From CS294-10 Visualization Fa07
There's a dispute about how to judge a pitcher's performance. We are often impressed by powerful pitchers that can toss 100 mph fastball and deliver strikeouts easily. On the contrary, we tend to ignore a pitcher's stability, which may be the key to a pitcher's long-term success. I will visualize some baseball statistics (http://en.wikipedia.org/wiki/Baseball_statistics) to find out the deterministic factors of being a good pitcher.
What factor could better determine a pitcher's level of success? Power or stability?
The source of data is from The Baseball Archive (http://baseball1.com/statistics/). The dataset is an Excel file that contains the complete career records of all pitchers ever pitched in the Major League Baseball. It includes some basic pitching statistics such as W (win), L (loss), ERA (Earned Run Average), SO (strikeouts), BB (Base on balls, also called "walk"), and so on.

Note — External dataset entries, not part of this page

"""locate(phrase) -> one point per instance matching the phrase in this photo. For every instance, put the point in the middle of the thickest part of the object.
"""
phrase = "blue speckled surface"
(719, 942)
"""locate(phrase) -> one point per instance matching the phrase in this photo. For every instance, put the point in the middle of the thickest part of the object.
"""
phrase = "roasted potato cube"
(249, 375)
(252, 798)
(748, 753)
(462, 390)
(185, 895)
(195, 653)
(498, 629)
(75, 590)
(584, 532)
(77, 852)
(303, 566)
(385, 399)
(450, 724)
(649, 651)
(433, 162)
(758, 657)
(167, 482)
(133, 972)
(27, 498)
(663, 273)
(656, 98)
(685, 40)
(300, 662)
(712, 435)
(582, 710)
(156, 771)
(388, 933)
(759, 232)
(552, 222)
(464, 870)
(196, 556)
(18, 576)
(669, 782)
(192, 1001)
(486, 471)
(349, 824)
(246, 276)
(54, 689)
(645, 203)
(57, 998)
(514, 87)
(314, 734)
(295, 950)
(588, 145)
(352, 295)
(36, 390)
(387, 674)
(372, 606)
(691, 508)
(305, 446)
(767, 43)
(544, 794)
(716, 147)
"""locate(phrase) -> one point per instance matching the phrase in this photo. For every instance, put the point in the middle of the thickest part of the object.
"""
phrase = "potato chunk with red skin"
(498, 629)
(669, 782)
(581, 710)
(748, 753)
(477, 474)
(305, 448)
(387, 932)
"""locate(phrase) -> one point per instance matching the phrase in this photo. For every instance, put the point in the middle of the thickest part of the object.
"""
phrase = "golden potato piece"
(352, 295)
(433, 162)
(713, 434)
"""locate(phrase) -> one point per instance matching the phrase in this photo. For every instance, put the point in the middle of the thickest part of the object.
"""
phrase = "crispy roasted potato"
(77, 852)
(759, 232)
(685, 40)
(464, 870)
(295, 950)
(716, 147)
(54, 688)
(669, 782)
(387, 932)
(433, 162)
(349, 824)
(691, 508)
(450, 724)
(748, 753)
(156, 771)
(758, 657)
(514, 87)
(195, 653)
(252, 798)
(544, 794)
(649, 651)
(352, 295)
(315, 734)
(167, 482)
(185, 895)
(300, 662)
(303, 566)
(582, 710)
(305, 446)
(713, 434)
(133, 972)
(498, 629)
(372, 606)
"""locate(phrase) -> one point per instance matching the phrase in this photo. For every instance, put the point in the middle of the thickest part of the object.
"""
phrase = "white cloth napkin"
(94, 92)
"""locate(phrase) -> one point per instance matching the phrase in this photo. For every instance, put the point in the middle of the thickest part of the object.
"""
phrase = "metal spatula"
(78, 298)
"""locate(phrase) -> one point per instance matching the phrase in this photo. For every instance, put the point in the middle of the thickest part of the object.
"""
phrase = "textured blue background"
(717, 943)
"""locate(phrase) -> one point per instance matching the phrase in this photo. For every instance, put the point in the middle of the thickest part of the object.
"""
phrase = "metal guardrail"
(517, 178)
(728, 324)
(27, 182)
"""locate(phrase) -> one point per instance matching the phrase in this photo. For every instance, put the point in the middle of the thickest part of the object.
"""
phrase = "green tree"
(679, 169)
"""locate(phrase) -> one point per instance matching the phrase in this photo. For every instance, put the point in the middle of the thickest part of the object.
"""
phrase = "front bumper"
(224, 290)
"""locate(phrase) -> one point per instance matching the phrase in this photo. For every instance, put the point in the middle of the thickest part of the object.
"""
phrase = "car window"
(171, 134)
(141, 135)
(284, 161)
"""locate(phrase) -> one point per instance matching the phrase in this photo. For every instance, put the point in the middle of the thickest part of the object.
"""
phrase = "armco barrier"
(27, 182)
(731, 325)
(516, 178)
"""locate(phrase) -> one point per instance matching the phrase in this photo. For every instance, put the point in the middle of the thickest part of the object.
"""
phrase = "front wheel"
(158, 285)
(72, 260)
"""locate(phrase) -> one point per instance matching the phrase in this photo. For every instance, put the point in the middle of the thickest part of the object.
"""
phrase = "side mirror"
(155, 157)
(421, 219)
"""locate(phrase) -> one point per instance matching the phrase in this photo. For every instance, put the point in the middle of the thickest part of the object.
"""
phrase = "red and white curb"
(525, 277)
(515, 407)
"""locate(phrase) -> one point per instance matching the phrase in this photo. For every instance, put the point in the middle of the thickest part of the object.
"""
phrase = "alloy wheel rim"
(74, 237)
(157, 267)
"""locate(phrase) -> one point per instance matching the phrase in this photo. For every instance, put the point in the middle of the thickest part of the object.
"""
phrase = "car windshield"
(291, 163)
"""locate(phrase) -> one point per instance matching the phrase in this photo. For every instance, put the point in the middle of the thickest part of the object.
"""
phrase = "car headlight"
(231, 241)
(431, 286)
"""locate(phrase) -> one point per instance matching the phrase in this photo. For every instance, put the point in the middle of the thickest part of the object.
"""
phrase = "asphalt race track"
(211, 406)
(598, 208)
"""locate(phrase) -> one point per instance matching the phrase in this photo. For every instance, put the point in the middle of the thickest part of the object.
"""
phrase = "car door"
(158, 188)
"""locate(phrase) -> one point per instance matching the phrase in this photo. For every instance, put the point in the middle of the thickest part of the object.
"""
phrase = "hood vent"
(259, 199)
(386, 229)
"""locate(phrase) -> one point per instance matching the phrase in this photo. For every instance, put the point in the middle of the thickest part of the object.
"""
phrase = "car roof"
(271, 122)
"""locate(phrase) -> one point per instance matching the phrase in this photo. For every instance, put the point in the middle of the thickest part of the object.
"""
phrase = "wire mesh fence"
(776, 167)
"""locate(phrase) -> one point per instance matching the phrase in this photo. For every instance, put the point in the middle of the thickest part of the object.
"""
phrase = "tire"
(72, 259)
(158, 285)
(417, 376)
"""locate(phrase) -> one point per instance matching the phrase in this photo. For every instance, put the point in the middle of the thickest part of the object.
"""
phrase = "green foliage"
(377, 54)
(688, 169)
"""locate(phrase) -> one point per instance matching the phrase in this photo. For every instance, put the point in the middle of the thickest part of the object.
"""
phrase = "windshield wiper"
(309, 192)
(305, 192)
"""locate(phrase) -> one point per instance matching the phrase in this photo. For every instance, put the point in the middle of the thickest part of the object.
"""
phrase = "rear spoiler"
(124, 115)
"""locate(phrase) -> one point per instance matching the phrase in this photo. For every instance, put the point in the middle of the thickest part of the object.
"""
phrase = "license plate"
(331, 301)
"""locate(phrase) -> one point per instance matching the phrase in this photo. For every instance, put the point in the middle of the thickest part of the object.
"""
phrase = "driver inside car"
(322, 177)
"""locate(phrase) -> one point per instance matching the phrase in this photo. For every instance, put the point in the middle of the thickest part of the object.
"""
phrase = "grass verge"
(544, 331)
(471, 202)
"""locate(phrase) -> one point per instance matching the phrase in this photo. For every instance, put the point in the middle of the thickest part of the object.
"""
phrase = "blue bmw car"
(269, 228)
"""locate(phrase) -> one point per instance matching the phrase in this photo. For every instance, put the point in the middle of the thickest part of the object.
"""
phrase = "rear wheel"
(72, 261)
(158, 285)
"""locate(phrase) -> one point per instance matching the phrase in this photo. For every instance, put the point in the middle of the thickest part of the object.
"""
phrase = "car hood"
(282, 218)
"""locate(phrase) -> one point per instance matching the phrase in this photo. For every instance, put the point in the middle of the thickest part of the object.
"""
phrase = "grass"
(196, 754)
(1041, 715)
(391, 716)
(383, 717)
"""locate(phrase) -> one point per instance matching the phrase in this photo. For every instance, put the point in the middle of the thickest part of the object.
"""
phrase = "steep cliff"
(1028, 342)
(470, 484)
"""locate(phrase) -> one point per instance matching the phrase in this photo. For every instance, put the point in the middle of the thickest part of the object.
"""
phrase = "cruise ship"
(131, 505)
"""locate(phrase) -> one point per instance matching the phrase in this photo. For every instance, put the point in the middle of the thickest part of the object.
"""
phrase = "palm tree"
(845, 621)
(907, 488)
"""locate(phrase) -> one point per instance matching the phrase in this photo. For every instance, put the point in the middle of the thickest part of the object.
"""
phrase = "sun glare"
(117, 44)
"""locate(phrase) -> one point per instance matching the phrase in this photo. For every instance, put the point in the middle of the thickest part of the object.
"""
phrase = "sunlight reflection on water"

The goal is to investigate whether power or stability can better determine a pitcher's performance. First I find the statistics that could best represent the two: 1. SO (Strikeouts). The number of strikeouts can better indicate the power of a pitcher, since powerful pitchers often deliver a lot of strikeouts. 2. BB (Walks). The number of walks can better indicate the stability of a pitcher. A stable pitcher has good capability of control that enables him to toss the ball into the strike zone. In genera, a stable pitcher would deliver less walks.
Strikeouts and Walks are used here as the variables that influence a pitcher's performance. A pitcher's performance is represented by his ERA, which is the average earned runs the pitcher gives up every 9 innings. A pitcher is considered a good pitcher if he has lower ERA. So I will create the visualization for the relation of (Strikeout-ERA) and (Walks-ERA).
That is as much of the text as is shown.